Sound familiar? Whatever the situation is–or, rather, wherever you lie on the hooking up spectrum–it seems like there are more words for non-relationships than there are for actual relationships. The point is, in situations like these, you never really date. You’re never technically “together.” You never actually break up and, as such, you never actually get over them.
Or, at least, that’s what it seems like when a non-relationship comes to its eventual inevitably dull, anticlimactic conclusion (“not with a bang but a whimper,” as T.S. Eliot opined in his famous poem on non-relationships, “The Hollow Man”). I’ve been there more than once, and while it’s hard, it’s definitely possible to get over. Here are some tips on doing that:
Let Yourself Wallow
It's okay. Even if it wasn't "official," you're still undeniably sad and, when you're sad, wallowing is kind of the best.
But Not for Too Long
If you wallow for an unreasonable amount of time, things start to get stagnant. Feeling sorry for yourself for too long is not good, and it definitely won't help you get over your person. Set a (reasonable) wallowing limit for yourself and stick to it. A good way to do this is to tell your close friends that you will be in a wallowing period for, say, seven days, and after that you expect some #realtalk rather than straight-up sympathy.
Don't Rely on Your Friends to Heave You Out of the Not-Quite-Over-It Hole
The curse of the ubiquity of the not-really-dating-breakup situation is that, while it happens to nearly everyone, it's really hard to sympathize with when you see it happening to someone else. Your friends will be supportive for a while but chances are that, after some time, they'll start to lose patience. Obviously, don't feel like you can't talk to them at all but, at the end of the day, you're the only person who can actually get over this. No one else can do that for you.
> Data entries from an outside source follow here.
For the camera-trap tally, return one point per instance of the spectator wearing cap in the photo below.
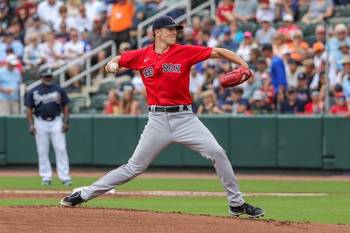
(258, 104)
(277, 69)
(320, 34)
(302, 89)
(227, 42)
(320, 56)
(236, 105)
(246, 46)
(318, 11)
(292, 73)
(340, 106)
(224, 12)
(52, 51)
(7, 14)
(278, 44)
(344, 77)
(341, 35)
(288, 26)
(81, 21)
(10, 80)
(266, 33)
(9, 42)
(48, 11)
(265, 12)
(297, 46)
(63, 18)
(245, 10)
(36, 25)
(94, 8)
(291, 105)
(316, 105)
(121, 20)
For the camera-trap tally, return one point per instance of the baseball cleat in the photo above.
(251, 211)
(67, 183)
(46, 183)
(72, 200)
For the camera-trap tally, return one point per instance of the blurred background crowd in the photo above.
(301, 65)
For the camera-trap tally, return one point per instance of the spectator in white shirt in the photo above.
(48, 10)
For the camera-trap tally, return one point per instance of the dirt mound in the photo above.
(86, 220)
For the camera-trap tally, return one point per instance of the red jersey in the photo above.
(166, 76)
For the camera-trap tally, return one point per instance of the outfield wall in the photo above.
(281, 141)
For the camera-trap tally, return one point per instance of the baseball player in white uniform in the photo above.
(45, 103)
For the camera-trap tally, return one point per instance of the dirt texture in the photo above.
(86, 220)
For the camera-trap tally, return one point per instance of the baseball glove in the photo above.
(235, 77)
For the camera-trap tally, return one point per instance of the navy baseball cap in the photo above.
(166, 22)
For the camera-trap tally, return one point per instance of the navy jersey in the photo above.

Don't Delete, Unfollow, or Unfriend Them
This sounds counter intuitive, but unfriending someone you're trying to get over is actually the LEAST effective way to get over them. Why is this? Mystery is often much more terrifying than the truth--if you unfriend them, your overactive imagination will concoct tales of your former bae-adjacent person gallivanting about with a new bae in exotic locations, when the reality is probably much less jealousy inducing. You can definitely mute or filter them out of your newsfeed, but unfriending will actually cause more trouble than it's worth.
Do NOT Stalk their New S.O.
Or their exes. Or friends. Or, you know, them. While unfriending them completely is a bad idea, try to stay out of the habit of typing their name, or anyone they're hyper-connected with, into your search bar.
Be Open to Other People
You don't even have to think about this in a strictly "dating" (or, you know, not-dating) sense. Just get out there and meet new people! This will distract you from thoughts of this other person, and show you that there are much more interesting and exciting people out there.
Resist the Urge to Text Them
Don't think that they're just sitting around, waiting for you to text them. Delete their number if you have to. Chances are that, if you text them, they'll respond (because you never actually broke up--what's the harm in doing that?), and you'll take that to mean...something, but sometimes a response is just a response. If they wanted to talk to you, they would. Just...don't do it.
Do NOT Think About Things You Could Have Done Differently
You weren't "too clingy." You didn't text them "too much." You shouldn't have been "more responsive." The thing about non-relationships is that they almost always fizzle out. It wasn't you, so please don't blame yourself. The faster you realize that blaming yourself won't help anything, the faster you'll be able to get over this non-relationship.